In another preferred embodiments the two devices are linked electrically by a plug and the synchronization information is passed electrically. In yet another embodiment, one of the devices includes a microphone, which is able to receive the sound signals from the first device, and can synchronize itself accordingly.

In another preferred embodiment alternating stimulation is applied to the eyes. This may be accomplished by way of special glasses having an LED mounted in each corner, where the arms meet the center portion of the frame. In yet another alternative preferred embodiment alternating side tactile stimulation is provided either by means of a special belt fitted about the abdomen or a special shirt.

In another alternative, auditory stimulation is applied to the skull, in places where it is known that sound waves travel easily to the ear and are heard. This technique has the advantage that the ears are left entirely un-occluded leaving the ears free for unimpeded hearing. Also, observers may not see any indication of an auditory device, and therefore will not call upon the user to explain the presence of the device.
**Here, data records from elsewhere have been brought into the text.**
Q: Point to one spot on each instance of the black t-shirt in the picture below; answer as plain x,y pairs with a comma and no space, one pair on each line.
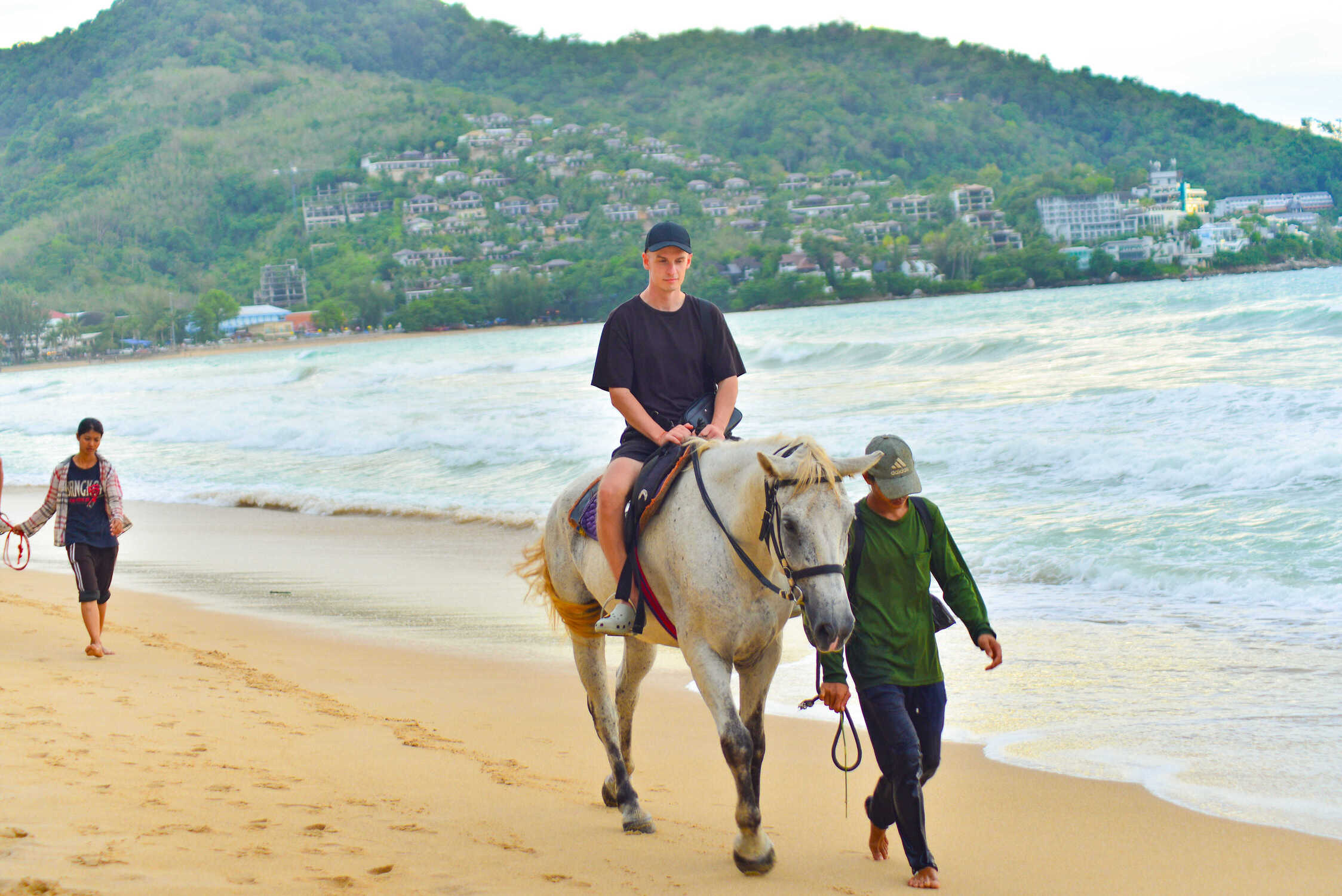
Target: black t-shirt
86,509
666,358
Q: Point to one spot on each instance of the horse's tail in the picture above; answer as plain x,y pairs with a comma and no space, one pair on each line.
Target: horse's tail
535,569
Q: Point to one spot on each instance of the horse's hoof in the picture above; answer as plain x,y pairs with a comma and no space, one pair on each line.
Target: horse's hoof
640,826
761,866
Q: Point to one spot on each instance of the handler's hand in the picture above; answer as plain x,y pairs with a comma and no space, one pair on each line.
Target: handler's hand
677,435
835,695
990,646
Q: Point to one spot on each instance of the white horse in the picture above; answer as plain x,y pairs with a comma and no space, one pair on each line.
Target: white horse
725,616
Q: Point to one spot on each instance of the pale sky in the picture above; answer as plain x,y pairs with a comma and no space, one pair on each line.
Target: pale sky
1275,62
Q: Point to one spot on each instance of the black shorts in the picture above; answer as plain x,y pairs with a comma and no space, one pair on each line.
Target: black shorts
93,569
634,444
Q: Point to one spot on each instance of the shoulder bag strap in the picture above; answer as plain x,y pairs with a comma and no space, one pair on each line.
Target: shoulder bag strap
941,615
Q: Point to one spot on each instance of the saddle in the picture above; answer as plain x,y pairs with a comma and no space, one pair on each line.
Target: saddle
655,481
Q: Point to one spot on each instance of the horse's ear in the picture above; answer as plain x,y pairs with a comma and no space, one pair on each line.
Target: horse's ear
779,467
856,466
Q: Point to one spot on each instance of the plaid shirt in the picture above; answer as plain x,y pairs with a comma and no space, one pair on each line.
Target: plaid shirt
58,504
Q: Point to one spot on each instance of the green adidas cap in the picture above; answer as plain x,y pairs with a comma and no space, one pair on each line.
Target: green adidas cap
894,472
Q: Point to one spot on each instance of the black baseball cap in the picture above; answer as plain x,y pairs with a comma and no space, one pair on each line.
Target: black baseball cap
667,234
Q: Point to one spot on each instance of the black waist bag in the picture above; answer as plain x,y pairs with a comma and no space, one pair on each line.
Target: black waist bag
699,415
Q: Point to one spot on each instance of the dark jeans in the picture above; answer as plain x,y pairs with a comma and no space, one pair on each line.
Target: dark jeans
905,729
93,569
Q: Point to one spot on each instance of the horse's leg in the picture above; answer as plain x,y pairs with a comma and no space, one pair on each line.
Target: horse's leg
589,656
754,687
638,663
753,852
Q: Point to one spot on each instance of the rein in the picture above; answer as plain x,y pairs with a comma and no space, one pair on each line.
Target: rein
770,533
24,547
839,734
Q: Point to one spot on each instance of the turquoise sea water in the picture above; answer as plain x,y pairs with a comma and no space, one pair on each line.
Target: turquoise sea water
1144,477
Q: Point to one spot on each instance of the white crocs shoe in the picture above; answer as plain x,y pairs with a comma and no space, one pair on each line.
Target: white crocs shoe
618,621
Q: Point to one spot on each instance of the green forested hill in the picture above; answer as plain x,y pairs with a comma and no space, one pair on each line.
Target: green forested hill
137,151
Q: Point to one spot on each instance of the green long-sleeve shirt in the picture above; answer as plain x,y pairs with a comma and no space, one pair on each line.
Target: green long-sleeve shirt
894,640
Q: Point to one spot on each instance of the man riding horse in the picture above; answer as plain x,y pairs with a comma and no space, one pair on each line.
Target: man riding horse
659,352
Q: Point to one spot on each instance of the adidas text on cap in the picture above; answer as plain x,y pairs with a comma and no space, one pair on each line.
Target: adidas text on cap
894,472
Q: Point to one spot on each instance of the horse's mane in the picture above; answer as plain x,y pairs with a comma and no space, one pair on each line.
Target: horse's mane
813,467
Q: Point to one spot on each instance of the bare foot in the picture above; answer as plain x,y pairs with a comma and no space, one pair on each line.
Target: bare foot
925,879
879,844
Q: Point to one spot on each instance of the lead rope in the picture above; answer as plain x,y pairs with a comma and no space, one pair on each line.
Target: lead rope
24,547
839,735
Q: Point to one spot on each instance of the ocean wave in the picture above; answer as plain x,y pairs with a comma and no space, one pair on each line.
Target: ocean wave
1319,320
320,506
963,351
773,356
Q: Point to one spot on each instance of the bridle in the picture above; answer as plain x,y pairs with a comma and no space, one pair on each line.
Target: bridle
770,533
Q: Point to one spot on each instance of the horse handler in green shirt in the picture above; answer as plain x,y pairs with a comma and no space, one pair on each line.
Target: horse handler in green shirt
893,649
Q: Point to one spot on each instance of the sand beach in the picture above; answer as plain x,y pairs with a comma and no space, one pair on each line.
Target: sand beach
231,753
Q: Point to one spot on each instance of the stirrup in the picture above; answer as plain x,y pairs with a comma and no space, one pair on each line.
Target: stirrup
618,621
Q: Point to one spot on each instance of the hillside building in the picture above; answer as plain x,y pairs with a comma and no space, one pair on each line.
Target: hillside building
282,285
971,198
1273,204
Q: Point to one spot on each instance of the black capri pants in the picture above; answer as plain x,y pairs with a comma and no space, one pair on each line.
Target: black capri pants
93,569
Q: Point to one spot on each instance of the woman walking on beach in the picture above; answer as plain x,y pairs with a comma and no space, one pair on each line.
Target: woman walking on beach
85,495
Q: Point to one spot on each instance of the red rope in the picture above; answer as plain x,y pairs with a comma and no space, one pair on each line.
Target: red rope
24,547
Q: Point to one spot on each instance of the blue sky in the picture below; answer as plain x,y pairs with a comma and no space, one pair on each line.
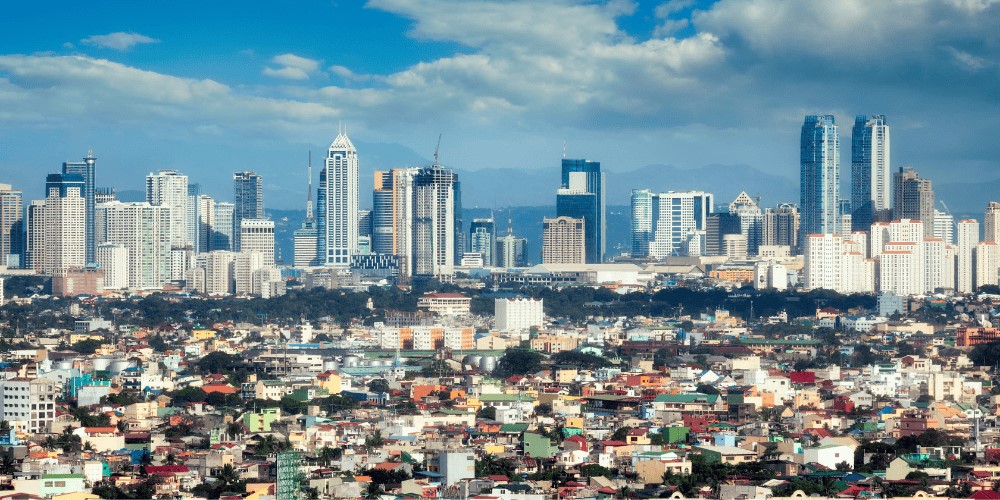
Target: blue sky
212,87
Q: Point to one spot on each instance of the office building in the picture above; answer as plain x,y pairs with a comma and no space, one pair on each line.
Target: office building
11,227
820,175
913,198
870,170
678,222
223,228
87,169
57,226
257,235
248,200
511,250
168,188
29,404
991,222
113,259
564,241
482,239
435,191
338,204
145,230
967,237
581,196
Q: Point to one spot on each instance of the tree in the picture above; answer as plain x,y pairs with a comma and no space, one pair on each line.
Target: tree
518,362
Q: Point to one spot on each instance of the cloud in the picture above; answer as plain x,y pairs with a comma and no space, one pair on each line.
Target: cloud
118,40
292,67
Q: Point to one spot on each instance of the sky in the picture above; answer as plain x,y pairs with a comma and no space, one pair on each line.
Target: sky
212,87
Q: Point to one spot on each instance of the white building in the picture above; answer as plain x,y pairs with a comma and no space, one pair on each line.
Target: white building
145,231
168,188
967,235
518,313
113,259
338,184
29,405
56,226
257,235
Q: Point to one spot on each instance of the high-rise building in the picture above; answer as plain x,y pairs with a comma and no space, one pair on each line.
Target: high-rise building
57,226
581,196
338,204
482,239
913,198
435,190
967,236
87,168
305,238
248,200
169,188
780,226
820,175
564,240
11,227
145,230
257,235
223,228
991,222
511,249
678,220
642,222
113,259
870,169
944,227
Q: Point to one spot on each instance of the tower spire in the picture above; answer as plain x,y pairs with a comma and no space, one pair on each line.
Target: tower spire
309,215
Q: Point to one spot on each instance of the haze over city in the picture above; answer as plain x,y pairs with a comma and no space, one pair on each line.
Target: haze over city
209,89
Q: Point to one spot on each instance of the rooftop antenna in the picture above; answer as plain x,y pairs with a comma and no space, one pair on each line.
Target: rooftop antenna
309,215
436,150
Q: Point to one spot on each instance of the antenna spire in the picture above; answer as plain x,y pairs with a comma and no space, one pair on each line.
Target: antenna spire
437,149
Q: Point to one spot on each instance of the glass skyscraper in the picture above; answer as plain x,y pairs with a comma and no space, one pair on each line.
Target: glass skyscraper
870,170
87,168
582,196
820,175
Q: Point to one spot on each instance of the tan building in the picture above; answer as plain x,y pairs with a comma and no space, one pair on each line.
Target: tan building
563,241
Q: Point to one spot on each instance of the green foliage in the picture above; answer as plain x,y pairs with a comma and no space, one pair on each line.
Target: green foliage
518,362
579,360
593,470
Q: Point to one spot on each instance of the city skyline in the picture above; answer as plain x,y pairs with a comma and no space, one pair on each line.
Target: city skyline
241,102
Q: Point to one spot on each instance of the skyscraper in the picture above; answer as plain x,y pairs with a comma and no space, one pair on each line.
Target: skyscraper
338,210
435,190
820,175
677,221
913,198
642,222
991,222
564,240
169,188
482,239
87,168
56,226
870,170
248,200
145,231
11,226
581,196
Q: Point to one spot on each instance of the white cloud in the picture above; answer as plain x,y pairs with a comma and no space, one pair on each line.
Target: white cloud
118,40
291,67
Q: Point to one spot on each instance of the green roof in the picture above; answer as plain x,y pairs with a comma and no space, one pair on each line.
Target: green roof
686,398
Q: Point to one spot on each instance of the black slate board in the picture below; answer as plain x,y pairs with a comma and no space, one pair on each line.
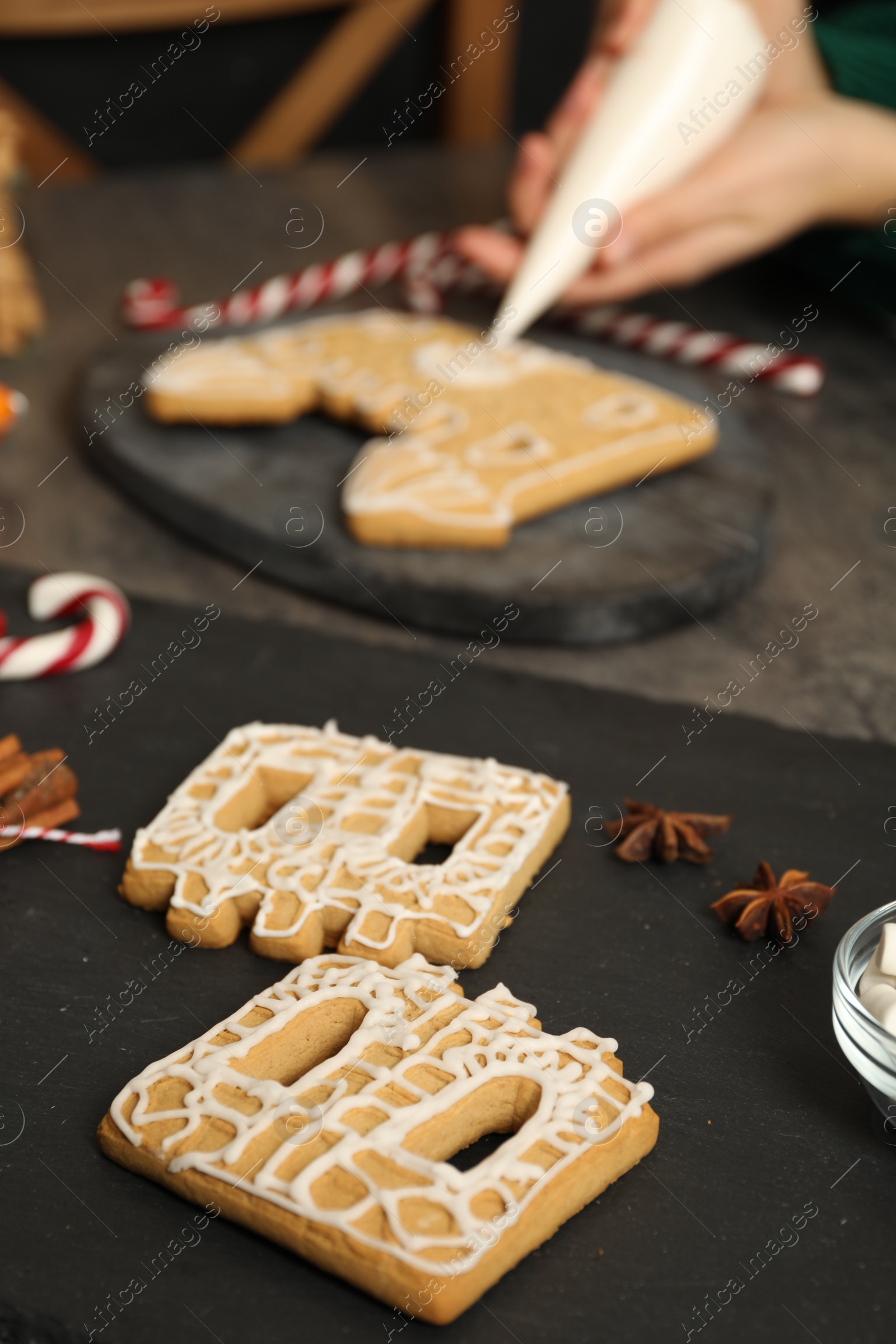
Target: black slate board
602,570
759,1113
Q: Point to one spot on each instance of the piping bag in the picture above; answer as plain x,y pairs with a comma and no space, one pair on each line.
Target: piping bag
685,85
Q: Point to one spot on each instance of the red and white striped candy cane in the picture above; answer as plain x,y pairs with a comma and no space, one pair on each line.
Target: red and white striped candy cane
81,646
684,344
106,841
430,268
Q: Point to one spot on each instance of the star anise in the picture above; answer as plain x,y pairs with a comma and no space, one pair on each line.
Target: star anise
753,905
649,831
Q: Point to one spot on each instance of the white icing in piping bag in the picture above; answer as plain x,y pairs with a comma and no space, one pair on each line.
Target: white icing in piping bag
675,97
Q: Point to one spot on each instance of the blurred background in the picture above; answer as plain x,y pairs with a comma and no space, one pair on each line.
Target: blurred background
65,62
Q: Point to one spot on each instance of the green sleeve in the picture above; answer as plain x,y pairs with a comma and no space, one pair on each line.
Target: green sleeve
859,48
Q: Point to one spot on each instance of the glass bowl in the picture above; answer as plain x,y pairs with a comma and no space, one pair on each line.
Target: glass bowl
868,1046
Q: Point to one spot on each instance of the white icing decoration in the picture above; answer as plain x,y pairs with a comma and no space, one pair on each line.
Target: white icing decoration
568,1089
352,783
436,488
514,445
453,365
620,410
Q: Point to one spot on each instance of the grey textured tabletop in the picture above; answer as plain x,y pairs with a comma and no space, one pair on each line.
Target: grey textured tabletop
834,461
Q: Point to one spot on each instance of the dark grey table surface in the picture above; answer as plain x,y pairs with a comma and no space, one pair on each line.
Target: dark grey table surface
209,227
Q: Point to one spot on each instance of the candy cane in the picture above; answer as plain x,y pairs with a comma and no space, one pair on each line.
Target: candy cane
684,344
106,841
50,597
429,268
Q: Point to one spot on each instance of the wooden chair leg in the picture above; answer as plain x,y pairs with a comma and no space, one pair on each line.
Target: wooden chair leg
327,82
480,62
43,147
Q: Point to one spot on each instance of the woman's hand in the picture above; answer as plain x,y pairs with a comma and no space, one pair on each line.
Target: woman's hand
802,156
Also, if observers do not see the device there is no chance that they will conclude that the user is wearing an auditory device, such as an MPEG player, and will not draw any consequential negative inference.

While a number of exemplary aspects and embodiments have been discussed above, those of skill in the art will recognize certain modifications, permutations, additions and sub-combinations thereof. It is therefore intended that the following appended claims and claims hereafter introduced are interpreted to include all such modifications, permutations, additions and sub-combinations as are within their true spirit and scope.